Padang, Babarito
Daerah Aliran Sungai (DAS) Indragiri dan Batanghari terletak di 3 provinsi yakni, Provinsi Sumatera Barat yang merupakan daerah hulu, Provinsi Riau dan Jambi merupakan daerah tengah dan hilir yang bermuara di pantai timur pulau Sumatera. DAS Indragiri memiliki hulu di Kota Sawahlunto, Kota Solok, Kabupaten Solok, Kabupaten Sijunjung sedangkan DAS Batanghari berhulu di Kabupaten Solok, Kabupaten Solok Selatan dan Kabupaten Dharmasraya.

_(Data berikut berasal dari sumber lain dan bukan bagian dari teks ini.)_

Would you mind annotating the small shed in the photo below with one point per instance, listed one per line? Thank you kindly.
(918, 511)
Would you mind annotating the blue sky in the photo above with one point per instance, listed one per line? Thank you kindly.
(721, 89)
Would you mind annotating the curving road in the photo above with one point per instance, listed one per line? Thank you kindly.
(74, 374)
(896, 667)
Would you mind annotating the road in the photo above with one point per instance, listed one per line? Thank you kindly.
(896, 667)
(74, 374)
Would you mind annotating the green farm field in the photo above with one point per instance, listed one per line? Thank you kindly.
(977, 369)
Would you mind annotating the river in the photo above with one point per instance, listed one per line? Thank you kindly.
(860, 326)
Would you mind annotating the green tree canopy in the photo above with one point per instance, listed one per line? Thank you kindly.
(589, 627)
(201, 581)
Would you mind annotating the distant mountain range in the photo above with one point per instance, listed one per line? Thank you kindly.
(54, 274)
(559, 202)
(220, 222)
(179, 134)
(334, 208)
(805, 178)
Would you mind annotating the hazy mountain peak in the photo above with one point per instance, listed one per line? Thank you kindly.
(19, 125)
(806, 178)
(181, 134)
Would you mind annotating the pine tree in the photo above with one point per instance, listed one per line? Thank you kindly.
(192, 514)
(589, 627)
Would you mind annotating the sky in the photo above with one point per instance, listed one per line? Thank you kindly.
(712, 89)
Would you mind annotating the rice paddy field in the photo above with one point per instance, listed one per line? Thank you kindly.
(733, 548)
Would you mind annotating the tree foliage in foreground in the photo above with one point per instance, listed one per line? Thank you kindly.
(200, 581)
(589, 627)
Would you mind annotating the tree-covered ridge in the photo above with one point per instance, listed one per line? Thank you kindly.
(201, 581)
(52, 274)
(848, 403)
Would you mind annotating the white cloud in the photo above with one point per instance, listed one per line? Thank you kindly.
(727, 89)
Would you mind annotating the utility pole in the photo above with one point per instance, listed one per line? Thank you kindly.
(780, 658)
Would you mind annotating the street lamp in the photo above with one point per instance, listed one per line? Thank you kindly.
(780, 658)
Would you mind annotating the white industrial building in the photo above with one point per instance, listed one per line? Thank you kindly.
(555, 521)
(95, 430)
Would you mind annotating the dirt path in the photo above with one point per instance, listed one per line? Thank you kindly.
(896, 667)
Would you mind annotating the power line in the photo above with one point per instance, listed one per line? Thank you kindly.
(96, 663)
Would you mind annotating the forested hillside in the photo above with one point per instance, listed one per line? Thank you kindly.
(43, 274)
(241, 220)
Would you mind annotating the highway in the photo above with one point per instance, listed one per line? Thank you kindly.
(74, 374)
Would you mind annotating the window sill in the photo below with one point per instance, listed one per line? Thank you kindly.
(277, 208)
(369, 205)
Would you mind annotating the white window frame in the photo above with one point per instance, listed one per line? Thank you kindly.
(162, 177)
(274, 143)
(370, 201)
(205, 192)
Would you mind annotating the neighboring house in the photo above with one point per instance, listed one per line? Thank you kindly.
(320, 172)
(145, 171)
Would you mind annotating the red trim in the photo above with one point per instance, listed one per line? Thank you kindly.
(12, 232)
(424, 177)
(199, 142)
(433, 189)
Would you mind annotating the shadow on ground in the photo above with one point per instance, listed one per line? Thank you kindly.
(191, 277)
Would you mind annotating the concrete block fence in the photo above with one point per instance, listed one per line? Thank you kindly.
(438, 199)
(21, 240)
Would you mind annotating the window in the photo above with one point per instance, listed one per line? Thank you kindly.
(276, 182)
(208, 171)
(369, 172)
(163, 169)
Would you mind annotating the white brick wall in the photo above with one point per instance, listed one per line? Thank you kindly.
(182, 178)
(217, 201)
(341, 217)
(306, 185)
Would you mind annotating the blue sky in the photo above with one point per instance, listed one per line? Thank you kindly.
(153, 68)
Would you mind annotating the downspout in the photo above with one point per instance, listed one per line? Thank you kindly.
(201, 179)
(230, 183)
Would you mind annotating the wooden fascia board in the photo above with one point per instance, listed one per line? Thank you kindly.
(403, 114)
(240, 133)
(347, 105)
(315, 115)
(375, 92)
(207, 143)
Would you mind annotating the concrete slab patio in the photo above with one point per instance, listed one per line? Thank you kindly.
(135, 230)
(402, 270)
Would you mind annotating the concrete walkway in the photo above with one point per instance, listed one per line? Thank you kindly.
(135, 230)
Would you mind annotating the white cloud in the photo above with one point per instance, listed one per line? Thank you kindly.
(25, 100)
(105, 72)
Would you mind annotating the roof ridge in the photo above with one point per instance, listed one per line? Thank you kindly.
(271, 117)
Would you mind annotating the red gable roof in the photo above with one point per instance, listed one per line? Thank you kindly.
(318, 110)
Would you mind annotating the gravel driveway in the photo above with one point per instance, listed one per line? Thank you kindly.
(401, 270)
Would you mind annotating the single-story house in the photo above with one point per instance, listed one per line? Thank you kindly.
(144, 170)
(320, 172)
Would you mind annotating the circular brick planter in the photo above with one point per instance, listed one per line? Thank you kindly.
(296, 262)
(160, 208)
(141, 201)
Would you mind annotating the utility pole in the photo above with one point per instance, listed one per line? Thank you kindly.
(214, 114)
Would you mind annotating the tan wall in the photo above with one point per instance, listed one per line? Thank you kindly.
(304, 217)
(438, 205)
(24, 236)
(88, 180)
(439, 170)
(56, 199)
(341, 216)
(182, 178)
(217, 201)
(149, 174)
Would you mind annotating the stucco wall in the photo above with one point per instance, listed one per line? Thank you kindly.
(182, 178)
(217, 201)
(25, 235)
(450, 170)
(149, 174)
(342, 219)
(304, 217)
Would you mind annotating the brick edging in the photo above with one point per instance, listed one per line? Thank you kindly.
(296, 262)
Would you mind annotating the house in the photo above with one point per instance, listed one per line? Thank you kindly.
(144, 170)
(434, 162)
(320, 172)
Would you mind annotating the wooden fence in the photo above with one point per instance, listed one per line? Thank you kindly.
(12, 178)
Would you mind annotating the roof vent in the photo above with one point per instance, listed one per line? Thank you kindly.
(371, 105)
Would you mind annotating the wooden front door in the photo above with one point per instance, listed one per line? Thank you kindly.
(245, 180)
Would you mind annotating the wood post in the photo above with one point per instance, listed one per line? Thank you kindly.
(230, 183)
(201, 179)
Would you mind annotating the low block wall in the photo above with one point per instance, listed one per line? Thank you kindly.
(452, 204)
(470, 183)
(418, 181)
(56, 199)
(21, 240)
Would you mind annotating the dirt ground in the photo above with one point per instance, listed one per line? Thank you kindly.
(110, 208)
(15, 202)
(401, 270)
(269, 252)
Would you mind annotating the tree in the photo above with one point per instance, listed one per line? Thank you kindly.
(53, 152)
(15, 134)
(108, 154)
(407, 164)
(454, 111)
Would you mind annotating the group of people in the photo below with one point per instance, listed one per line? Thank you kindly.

Namun kondisi saat ini, DAS Indragiri dan Batanghari dalam kategori kritis, dan sangat memprihatinkan. Pasalnya terancam oleh Limbah Bahan Berbahaya dan Beracun (B3), karena terdapat aktifitas industri pertambangan dan perkebunan monokultur skala besar serta aktifitas legal dan illegal logging di sekitar DAS ini.
Menurut pengkampanye tambang dan energi, Wahana Lingkungan Hidup Indonesia (WALHI) Sumbar, Zulpriadi, mengatakan, penyebab kerusakan hulu DAS Indragiri dan Batanghari berasal, dari massifnya perizinan industri ekstraktif yang berada di DAS.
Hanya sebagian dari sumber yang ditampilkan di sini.